Tell me about it. However, people are stupid as a general rule. I've boycotted HD-DVDs/Blu-Ray for a while now and severely limited purchases of music and movies through most mediums. Rentals I still do, but when possible I've been trying to support digital rentals through my 360 or On Demand, as it's:

A. Cheaper than a normal rental
B. Able to play in HD without need for a new type of format of DVD

A lot of movies I only need to watch once, so spending $20 for that is silly. What's even more silly though? Paying the same price for the soundtrack. Yes, that's right, movie soundtracks and the DVDs STILL COST PRETTY MUCH THE SAME.

Well, unless you go to iTunes, but even then, iTunes has a nasty habit of telling the consumer to go fuck itself. You get limited "copies" of any given file, but if your computer up and dies? Gosh, isn't that too bad. Either see if you can recover the data on your own, or buy it again. That's just plain reprehensible. Support redownloading or remove the DRM completely, I say.

At least Amazon is forcing them to consider DRM-less music.
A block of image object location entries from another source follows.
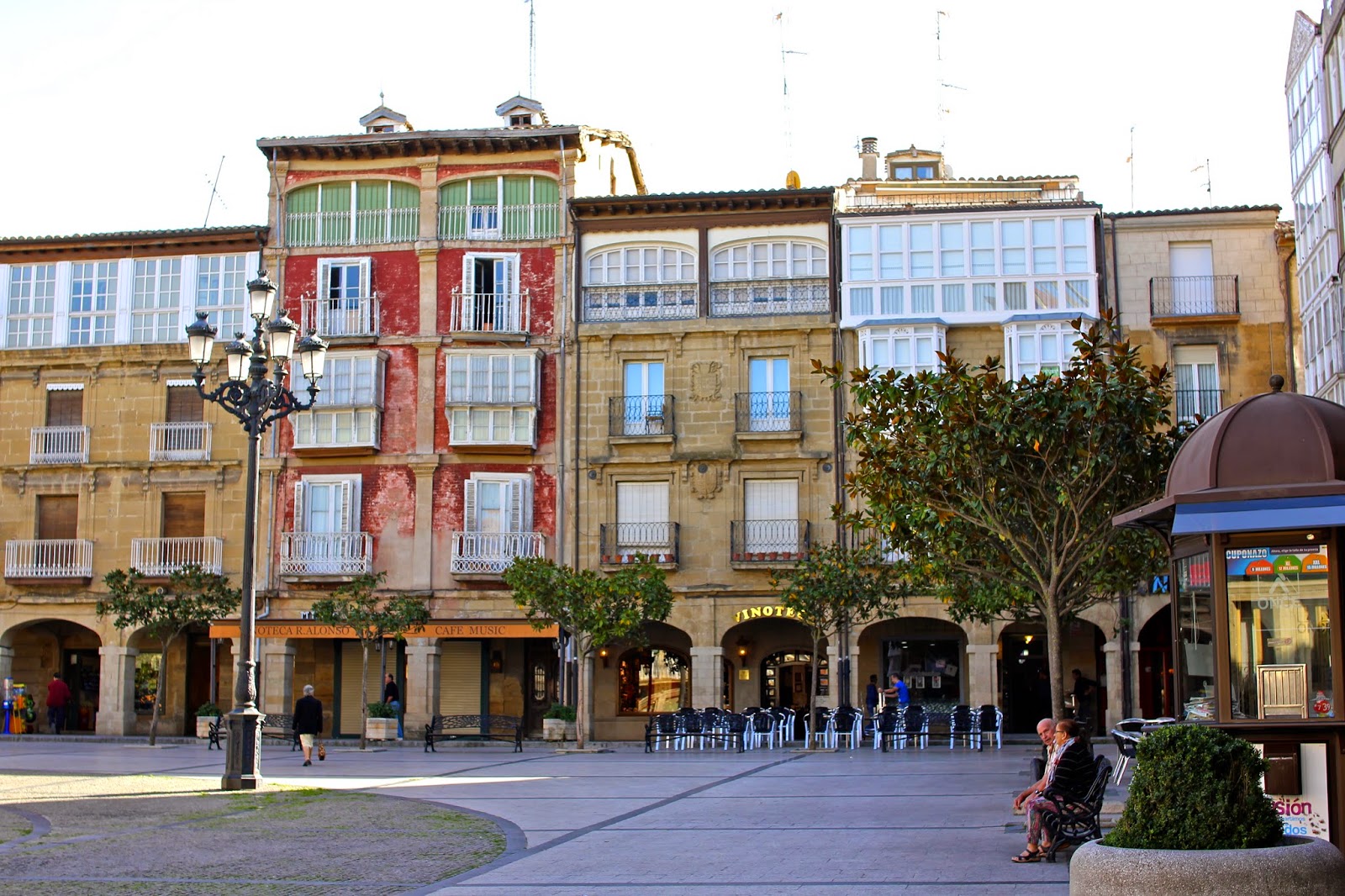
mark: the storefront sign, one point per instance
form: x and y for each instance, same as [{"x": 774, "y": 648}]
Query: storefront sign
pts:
[
  {"x": 766, "y": 613},
  {"x": 472, "y": 629}
]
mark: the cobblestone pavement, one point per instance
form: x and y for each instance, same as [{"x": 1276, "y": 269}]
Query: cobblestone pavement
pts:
[{"x": 931, "y": 821}]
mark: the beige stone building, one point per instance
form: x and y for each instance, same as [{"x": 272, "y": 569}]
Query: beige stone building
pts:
[
  {"x": 109, "y": 459},
  {"x": 703, "y": 436}
]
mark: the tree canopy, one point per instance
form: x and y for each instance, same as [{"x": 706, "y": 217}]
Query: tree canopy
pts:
[{"x": 1000, "y": 494}]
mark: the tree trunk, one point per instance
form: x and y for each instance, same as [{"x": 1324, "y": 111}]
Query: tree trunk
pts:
[{"x": 363, "y": 692}]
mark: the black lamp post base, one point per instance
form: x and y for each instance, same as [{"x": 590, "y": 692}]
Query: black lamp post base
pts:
[{"x": 242, "y": 762}]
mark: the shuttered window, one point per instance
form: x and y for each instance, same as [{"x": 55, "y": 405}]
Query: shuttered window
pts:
[{"x": 461, "y": 678}]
But back to "people are stupid".

It's been my experience that people will go without food, new clothes, or even doing laundry just so they can afford consumer product X, Y, or Z. Add to that the people with large disposable incomes who just buy, buy, buy, and you've got a veritable stranglehold. This may change eventually, I think we're reaching a tipping point with the entire entertainment industry right now, or at least I'm hoping.